Raising children with autism can be a difficult challenge to navigate. On top of all the considerations at home, parents and caregivers of individuals on the spectrum must also deal with the perceptions and interventions of others. One of the most discussed and important relationships to consider is between law enforcement and people with autism.
Many police officers are now taking specialized training courses that teach them how best to communicate with people on the autism spectrum. On the flip side, parents can also prepare their children to be in situations where they may need to communicate with authorities. In this post, we’ll discuss the relationship between autism and law enforcement and why it’s so important.
One of the unfortunately common instances for children on the spectrum to interact with the police is if they experience wandering. Wandering usually tends to be a side effect of autism’s symptoms where the individual may stray from what they were doing or leave their home or place of safety without necessarily realizing it. It is a huge safety concern for many parents and even if measures are taken to prevent it, instances of wandering and a child or adult going missing can still occur.

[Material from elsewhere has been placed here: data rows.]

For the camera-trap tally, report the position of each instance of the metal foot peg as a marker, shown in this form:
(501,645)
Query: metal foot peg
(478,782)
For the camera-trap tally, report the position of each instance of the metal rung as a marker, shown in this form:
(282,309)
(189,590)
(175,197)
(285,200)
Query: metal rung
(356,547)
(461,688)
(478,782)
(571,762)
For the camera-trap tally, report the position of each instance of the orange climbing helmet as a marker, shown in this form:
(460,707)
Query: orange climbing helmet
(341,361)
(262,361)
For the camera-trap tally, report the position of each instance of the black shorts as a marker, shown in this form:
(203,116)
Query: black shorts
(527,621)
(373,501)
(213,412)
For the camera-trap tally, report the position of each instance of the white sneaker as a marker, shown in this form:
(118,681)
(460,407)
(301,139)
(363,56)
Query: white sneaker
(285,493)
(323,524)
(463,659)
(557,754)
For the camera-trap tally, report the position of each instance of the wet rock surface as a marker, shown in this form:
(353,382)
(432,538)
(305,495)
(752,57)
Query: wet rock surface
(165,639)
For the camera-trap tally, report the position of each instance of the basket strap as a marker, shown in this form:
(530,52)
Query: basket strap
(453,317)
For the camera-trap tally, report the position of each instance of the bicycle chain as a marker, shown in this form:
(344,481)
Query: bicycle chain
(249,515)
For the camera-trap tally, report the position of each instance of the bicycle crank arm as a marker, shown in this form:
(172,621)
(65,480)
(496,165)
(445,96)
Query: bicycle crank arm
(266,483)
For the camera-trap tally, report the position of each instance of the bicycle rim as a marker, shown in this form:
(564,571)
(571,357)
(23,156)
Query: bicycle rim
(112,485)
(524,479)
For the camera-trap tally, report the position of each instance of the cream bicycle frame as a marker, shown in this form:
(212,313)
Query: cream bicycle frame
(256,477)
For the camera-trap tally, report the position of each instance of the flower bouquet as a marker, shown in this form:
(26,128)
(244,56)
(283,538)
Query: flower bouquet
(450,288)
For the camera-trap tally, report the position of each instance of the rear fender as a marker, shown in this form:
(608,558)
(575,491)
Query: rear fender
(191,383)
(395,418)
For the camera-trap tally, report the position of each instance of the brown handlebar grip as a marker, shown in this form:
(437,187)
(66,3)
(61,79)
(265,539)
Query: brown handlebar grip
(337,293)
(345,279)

Once the person is reported missing it’s up to the police to find them and interact with them, and this is a crucial interaction in maintaining safety. The best thing a parent or caregiver can do when communicating with law enforcement about the person is let them know how they experience autism and what some of their common behavioral tendencies are. Since many symptoms may not be apparent to the untrained eye, describing the unseen can be a big help.
In a short interaction with a stranger, an individual’s known symptoms and behaviors may go unnoticed. This doesn’t make them any less important for law enforcement to understand, as they may present barriers for effective communication. For example, many people on the spectrum experience challenges with communication both verbal and nonverbal.
They may also have anxiety related to separation or social situations that heighten their inability to manage their own symptoms. This can make it especially difficult to communicate with a police officer in a stressful situation. Between the stress of being in a potentially dangerous or stressful situation with a stranger and autism’s unseen symptoms, there’s a lot that can make these interactions ineffective or unsuccessful, which makes specialized training all the more necessary.
Specialized Training and Communication
If a police officer and an individual on the autism spectrum can’t communicate effectively it can lead to bodily harm or mental trauma that could have otherwise been avoided. While parents can certainly do their best to prepare their child for these interactions, it is law enforcement officer’s responsibility to serve and protect all members of their communities. Unfortunately, American citizens with a disability are currently more likely to be arrested than their neurotypical counterparts. So, what can be done?
As education on autism spreads and information becomes more readily available, many officers are being trained on how to properly communicate with people on the autism spectrum and other disabilities. For example, the New York City police department receives yearly training on the signs of autism that teaches them to be patient, speak calmly, and don’t touch the person or stop their repetitive motions unless it’s necessary for safety reasons. This can make a world of difference in preparing police officers for safer and more effective communication with people on the autism spectrum. Unfortunately, there are still many states and jurisdictions where these types of trainings are not mandatory or simply unavailable.
As a matter of public safety, don’t be afraid to check in with your local law enforcement office or elected official to ensure there is programming or training in place. One can hope they’ll never be in a situation to use it, but if they are it can mean a much more positive outcome for everyone involved if they have the training necessary to keep your family member safe.